The view two feet away, when they reached it, was indeed worth the walk. So was the view of Hunter’s denim-clad backside, she silently noted with a grin.
Seeing it, Hunter said, “Ah, you like, huh?”
“I like very much,” she agreed sassily before turning to study the scenery laid’out before her.
The sky was an intense blue, bluer than she’d ever seen it in Chicago. Laid out before her were row after row of shadowy blue mountains, the color unique to this area and unlike anything she’d seen elsewhere in her world travels. It was a sea of flowing curves, with every ridge separated from its sisters by deep and narrow ravines. There was only mountain and forest for as far as the eye could see.
“I’ve often found that a little height makes a sight of difference in the way a body sees things,” Hunter told her in a soft mountain drawl.
“You’ve got that right,” she agreed, her voice touched with awe at the mind-boggling vista. There was something mystical about the way the mountain ridges blurred one into the other—the closest being the darkest, and the farthest the lightest, with infinite shades in between. She counted eight different layers fading off into the distance.
She didn’t realize she’d counted aloud until Hunter said, “The Cherokee have a story about how these mountains were created. They say that at one time the earth was wet and soft and very flat when Great Buzzard flew over the land. He’d been sent on a scouting mission and had flown a long way when he reached this area. By then he’d grown weary and his wings struck the mud. That’s how the valleys were formed. On each upbeat of his wings, a mountain was raised.”
“Since then, these mountains have seen a lot of sorrow,” she murmured. “Especially for the Cherokee.
They lived here for a thousand years until Andrew Jackson became president and decided they were in the way. Gold had been discovered nearby, so he had thousands of Cherokee herded up at gunpoint and then forced them to march on the Trail of Tears all the way to Oklahoma.”
“Some Cherokee did manage to stay here and survive,” Hunter said. “My great-grandmother was twothirds Cherokee from the Qualla Reservation just south of the Great Smoky Mountains National Park.”

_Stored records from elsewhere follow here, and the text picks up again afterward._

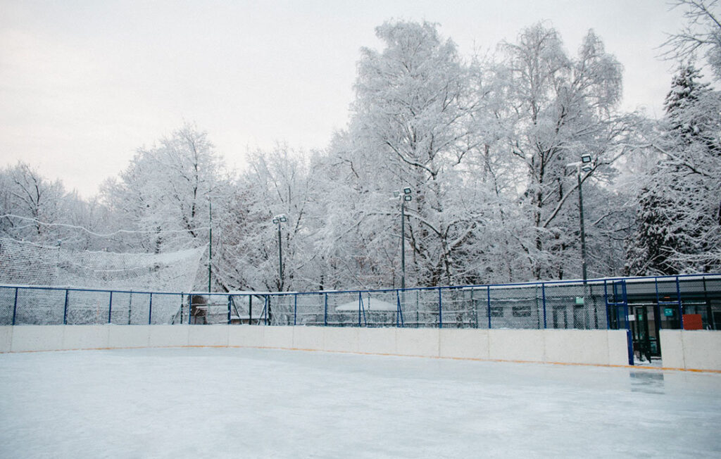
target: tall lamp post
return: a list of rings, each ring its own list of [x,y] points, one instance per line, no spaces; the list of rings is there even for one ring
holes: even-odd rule
[[[581,270],[583,275],[583,284],[585,285],[588,275],[586,272],[585,227],[583,224],[583,188],[581,179],[584,173],[590,172],[593,169],[593,161],[590,155],[587,153],[581,155],[580,161],[566,164],[566,166],[576,168],[576,179],[578,180],[578,216],[581,230]]]
[[[280,290],[283,291],[283,244],[280,239],[280,223],[288,221],[286,214],[281,213],[273,218],[273,223],[278,226],[278,275],[280,280]]]
[[[413,200],[413,190],[406,187],[393,192],[393,198],[401,200],[401,289],[405,290],[405,203]]]
[[[211,293],[211,273],[213,266],[213,200],[208,198],[208,293]]]

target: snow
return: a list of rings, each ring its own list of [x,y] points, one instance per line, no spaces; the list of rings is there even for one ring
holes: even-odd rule
[[[721,375],[249,349],[0,355],[0,457],[718,457]]]

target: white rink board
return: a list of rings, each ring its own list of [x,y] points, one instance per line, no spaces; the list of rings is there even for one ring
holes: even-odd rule
[[[0,355],[0,391],[1,458],[721,453],[721,375],[693,372],[131,349]]]
[[[209,346],[591,365],[628,362],[623,330],[244,325],[18,326],[0,330],[3,352]],[[673,347],[668,348],[673,353]],[[693,362],[704,369],[716,365],[699,359]]]
[[[663,366],[721,371],[721,331],[661,330]]]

“I didn’t know you had Cherokee blood.”
“I’m told I have my great-grandmother’s nose,” he told her with a grin. “Ended up getting me in several fights over the years. Of course, my Irish heritage no doubt also contributed to my being labeled a hothead in school. That was one of the politer terms used.”
“Irish, huh? So that’s where you get your gift of blarney from?”
“My mother’s maiden name is O’Brien,” he acknowledged. “Her favorite thing about Chicago was the fact that they knew how to celebrate Saint Patrick’s Day by dying the Chicago River green.”
“They still do,” Gaylynn said. “They use vegetable dye, similar to you dying our tap water blue on April Fools’ Day.”
“Well, I don’t have any tricks up my sleeve this April Fools’ Day,” he told her, undoing both sleeves of his denim shirt to show her his arms.
“Yes, well.” She blinked away the all-too-tempting image of those strong arms holding her. “Umm, we’d better be heading back down.”
But she hadn’t taken more than a dozen steps when she had to stop. “Ow!”
“What’s wrong?” Hunter immediately asked in concern, taking her by the elbow and helping her over to sit on a fallen log a few steps away.
“I’ve just got a rock or something in my shoe,” she noted in disgust while undoing the laces on her left athletic shoe.
Relieved that nothing serious was wrong, Hunter sat beside her on the fallen log. He watched as she propped her ankle on her opposite knee and tugged off her shoe. They were in the forest once again, surrounded by greenery, the panoramic mountain view now hidden.
A sudden piercing shrieking nearby startled Gaylynn, who was somewhat precariously perched on the log to begin with. She flinched and almost ended up on her fanny in the ferns. Instead, she somehow ended up in Hunter’s arms, pressed against him. His arm around her waist safely anchored her to his chest.
“What was that?” she asked breathlessly.
“A jay.”
“Oh.” Feeling foolish, Gaylynn went to pull away. She only made it far enough to look into his eyes and then she was hooked.